A Igreja Católica ensina que os irmãos de Jesus não eram realmente irmãos – eram primos! Ela afirma que o aramaico não faz distinção entre primo e irmão, e, portanto, os irmãos do Senhor eram meros primos. Realmente é muito comovente o fato de que o aramaico não tenha essa definição, mas é uma pena que isso não tem absolutamente nada a ver com o original do Novo Testamento, que foi escrito em grego, e não no aramaico.

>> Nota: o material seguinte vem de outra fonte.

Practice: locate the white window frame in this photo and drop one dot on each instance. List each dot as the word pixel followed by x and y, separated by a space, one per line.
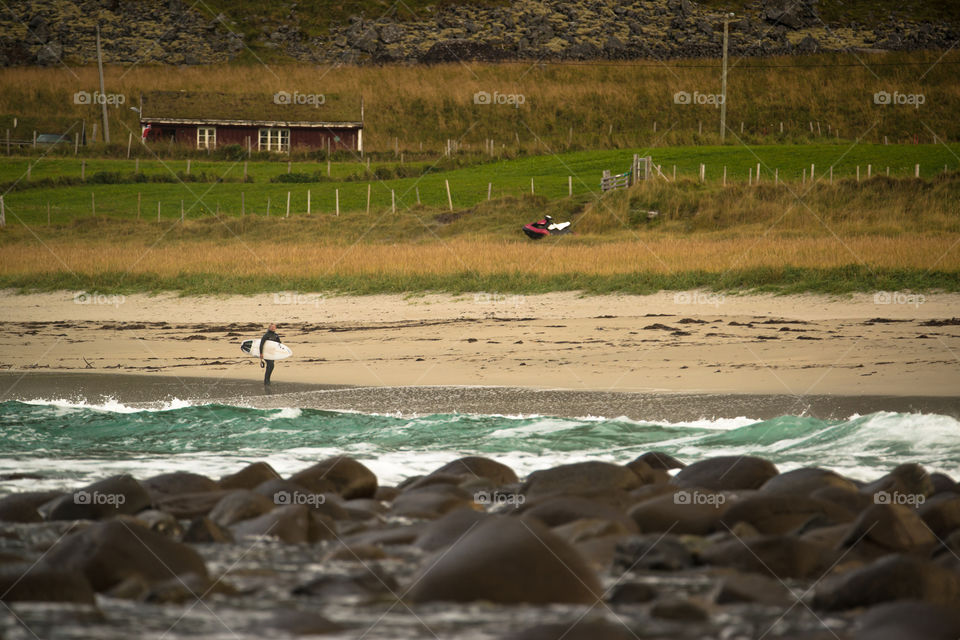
pixel 206 137
pixel 273 139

E, ainda que o aramaico deixe a desejar neste sentido, o grego é tão claro e específico quanto o português. No grego, há palavra específica para primo, para irmão e para parente. Vejamos os significados de cada palavra de acordo com o léxico da Concordância de Strong:
431 ανεψιος anepsios
de 1 (como partícula de união) e uma partícula arcaica nepos (um parente); n m
1) primo.
80 αδελφος adelphos
de 1 (como uma partícula conectiva) e delphus (o ventre);
TDNT 1:144,22; n m
1) um irmão, quer nascido dos mesmos pais ou apenas do mesmo pai ou da mesma mãe.
2) tendo o mesmo antepassado nacional, pertencendo ao mesmo povo ou compatriota.
3) qualquer companheiro ou homem.
4) um fiel companheiro, unido ao outro pelo vínculo da afeição.
5) um associado no emprego ou escritório.
6) irmãos em Cristo.
6a) seus irmãos pelo sangue.
6b) todos os homens.
6c) apóstolos.
6d) Cristãos, como aqueles que são elevados para o mesmo lugar celestial.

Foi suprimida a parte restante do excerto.